The Democracy Sourcebook
Robert A. Dahl, Ian Shapiro, Jose Antonio Cheibub
MIT Press, Aug 15, 2003 - Political Science - 568 pages
The Democracy Sourcebook offers a collection of classic writings and contemporary scholarship on democracy, creating a book that can be used by undergraduate and graduate students in a wide variety of courses, including American politics, international relations, comparative politics, and political philosophy.
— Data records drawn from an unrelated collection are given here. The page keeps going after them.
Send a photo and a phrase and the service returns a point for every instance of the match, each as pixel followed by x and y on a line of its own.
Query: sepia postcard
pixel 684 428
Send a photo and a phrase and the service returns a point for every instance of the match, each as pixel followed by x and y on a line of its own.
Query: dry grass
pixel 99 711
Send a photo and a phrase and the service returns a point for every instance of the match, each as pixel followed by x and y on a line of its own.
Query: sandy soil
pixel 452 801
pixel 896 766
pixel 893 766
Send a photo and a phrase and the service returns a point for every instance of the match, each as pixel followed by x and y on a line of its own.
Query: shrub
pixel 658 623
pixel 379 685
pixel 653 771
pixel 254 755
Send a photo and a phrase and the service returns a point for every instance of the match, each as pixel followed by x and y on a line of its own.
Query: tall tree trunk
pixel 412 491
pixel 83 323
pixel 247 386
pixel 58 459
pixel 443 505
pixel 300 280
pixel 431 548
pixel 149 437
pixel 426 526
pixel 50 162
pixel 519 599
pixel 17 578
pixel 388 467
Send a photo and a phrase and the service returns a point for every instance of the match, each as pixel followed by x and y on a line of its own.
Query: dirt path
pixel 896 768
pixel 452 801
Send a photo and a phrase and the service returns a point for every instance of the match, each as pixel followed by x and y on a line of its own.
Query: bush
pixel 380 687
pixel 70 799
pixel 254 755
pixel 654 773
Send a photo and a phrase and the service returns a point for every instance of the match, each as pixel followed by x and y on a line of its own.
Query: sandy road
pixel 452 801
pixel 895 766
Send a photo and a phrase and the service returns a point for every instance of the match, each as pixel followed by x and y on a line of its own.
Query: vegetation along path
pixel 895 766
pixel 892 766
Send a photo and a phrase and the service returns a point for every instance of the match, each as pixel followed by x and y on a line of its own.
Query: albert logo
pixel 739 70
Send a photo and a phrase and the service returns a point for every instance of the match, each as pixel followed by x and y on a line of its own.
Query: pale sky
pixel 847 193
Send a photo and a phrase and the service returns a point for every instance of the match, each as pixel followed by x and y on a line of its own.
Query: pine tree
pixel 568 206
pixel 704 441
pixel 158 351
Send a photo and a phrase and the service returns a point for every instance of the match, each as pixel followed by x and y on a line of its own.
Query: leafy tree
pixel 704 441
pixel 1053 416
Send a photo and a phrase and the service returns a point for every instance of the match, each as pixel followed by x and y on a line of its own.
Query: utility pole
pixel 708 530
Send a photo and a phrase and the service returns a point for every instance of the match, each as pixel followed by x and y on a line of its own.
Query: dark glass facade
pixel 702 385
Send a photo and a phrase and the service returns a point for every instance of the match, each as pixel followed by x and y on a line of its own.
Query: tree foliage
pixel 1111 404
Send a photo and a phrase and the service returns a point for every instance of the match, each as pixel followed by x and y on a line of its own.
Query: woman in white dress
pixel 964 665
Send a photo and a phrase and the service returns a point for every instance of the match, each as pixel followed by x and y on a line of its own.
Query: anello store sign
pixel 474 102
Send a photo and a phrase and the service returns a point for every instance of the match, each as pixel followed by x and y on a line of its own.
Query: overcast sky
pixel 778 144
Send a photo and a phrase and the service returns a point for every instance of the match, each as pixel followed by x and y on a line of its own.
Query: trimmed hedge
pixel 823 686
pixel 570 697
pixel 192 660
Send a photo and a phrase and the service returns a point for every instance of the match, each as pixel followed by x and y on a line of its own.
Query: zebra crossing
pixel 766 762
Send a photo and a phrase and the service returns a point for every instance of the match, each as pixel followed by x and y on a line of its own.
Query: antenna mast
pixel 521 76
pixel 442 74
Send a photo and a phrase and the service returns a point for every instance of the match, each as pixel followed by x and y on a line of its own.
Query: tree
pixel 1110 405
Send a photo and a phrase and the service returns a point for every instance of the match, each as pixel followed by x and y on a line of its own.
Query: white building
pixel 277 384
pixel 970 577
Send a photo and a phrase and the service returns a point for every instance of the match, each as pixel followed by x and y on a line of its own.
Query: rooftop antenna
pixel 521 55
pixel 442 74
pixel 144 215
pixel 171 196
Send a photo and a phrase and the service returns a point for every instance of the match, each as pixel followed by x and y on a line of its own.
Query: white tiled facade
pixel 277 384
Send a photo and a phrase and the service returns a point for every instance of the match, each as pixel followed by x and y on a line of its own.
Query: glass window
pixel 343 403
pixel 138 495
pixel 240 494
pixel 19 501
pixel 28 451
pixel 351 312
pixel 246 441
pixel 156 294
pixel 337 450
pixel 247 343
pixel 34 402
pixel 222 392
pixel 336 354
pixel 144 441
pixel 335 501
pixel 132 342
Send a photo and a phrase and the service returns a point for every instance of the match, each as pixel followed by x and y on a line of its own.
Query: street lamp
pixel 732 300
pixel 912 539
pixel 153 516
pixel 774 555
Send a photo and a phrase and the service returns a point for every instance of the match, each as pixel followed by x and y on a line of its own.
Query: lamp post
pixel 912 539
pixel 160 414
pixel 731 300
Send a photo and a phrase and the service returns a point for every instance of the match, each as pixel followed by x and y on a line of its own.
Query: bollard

The editors have chosen substantial excerpts from the essential theorists of the past, including Jean-Jacques Rousseau, John Stuart Mill, Alexis de Tocqueville, and the authors of The Federalist Papers; they place them side by side with the work of such influential modern scholars as Joseph Schumpeter, Adam Przeworski, Seymour Martin Lipset, Samuel P. Huntington, Ronald Dworkin, and Amartya Sen.
The book is divided into nine self-contained chapters: "Defining Democracy," which discusses procedural, deliberative, and substantive democracy; "Sources of Democracy," on why democracy exists in some countries and not in others; "Democracy, Culture, and Society," about cultural and sociological preconditions for democracy; "Democracy and Constitutionalism," which focuses on the importance of independent courts and a bill of rights; "Presidentialism versus Parliamentarianism"; "Representation," discussing which is the fairest system of democratic accountability; "Interest Groups"; "Democracy's Effects," an examination of the effect of democracy on economic growth and social inequality; and finally, "Democracy and the Global Order" discusses the effects of democracy on international relations, including the propensity for war and the erosion of national sovereignty by transnational forces.